Scaling up Kernel Ridge Regression via Locality Sensitive Hashing
This work addresses the problem of scaling kernel methods for machine learning practitioners by providing an incremental improvement to existing approximation techniques.
The paper tackles the limitation of random binning features, which cannot approximate smooth kernels like Gaussian or Matern, by introducing weighted random binning features that generate Gaussian processes of any desired smoothness, leading to efficient kernel ridge regression algorithms that outperform random Fourier features in accuracy on large-scale datasets.

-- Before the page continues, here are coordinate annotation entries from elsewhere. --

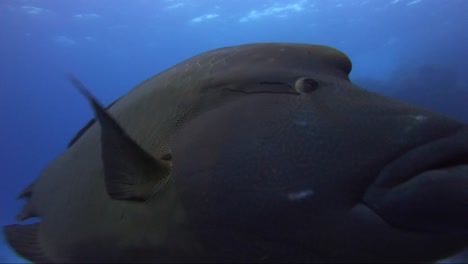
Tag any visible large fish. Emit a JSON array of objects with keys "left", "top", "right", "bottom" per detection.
[{"left": 4, "top": 43, "right": 468, "bottom": 263}]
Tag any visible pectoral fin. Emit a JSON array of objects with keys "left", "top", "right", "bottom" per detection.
[
  {"left": 67, "top": 75, "right": 171, "bottom": 201},
  {"left": 3, "top": 223, "right": 53, "bottom": 263}
]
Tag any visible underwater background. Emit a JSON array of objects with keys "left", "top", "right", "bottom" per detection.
[{"left": 0, "top": 0, "right": 468, "bottom": 263}]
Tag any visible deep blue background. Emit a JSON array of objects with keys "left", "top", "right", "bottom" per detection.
[{"left": 0, "top": 0, "right": 468, "bottom": 262}]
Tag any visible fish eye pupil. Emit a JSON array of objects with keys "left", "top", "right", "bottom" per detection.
[{"left": 295, "top": 77, "right": 319, "bottom": 93}]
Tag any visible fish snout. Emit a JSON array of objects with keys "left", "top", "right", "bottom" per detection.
[{"left": 364, "top": 125, "right": 468, "bottom": 236}]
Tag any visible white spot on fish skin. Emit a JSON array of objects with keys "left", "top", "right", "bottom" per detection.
[
  {"left": 413, "top": 115, "right": 429, "bottom": 121},
  {"left": 288, "top": 189, "right": 314, "bottom": 202},
  {"left": 294, "top": 120, "right": 307, "bottom": 126}
]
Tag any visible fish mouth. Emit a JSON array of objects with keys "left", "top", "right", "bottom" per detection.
[
  {"left": 375, "top": 125, "right": 468, "bottom": 189},
  {"left": 363, "top": 125, "right": 468, "bottom": 236}
]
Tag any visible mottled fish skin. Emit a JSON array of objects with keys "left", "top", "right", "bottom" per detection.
[{"left": 4, "top": 43, "right": 468, "bottom": 263}]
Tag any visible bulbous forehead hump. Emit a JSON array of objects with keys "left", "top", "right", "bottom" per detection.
[{"left": 211, "top": 43, "right": 352, "bottom": 76}]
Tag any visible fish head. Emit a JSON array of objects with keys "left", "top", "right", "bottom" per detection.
[{"left": 171, "top": 44, "right": 468, "bottom": 261}]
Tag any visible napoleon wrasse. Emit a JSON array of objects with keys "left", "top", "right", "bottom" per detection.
[{"left": 4, "top": 43, "right": 468, "bottom": 263}]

Random binning features, introduced in the seminal paper of Rahimi and Recht (2007), are an efficient method for approximating a kernel matrix using locality sensitive hashing. Random binning features provide a very simple and efficient way of approximating the Laplace kernel but unfortunately do not apply to many important classes of kernels, notably ones that generate smooth Gaussian processes, such as the Gaussian kernel and Matern kernel. In this paper, we introduce a simple weighted version of random binning features and show that the corresponding kernel function generates Gaussian processes of any desired smoothness. We show that our weighted random binning features provide a spectral approximation to the corresponding kernel matrix, leading to efficient algorithms for kernel ridge regression. Experiments on large scale regression datasets show that our method outperforms the accuracy of random Fourier features method.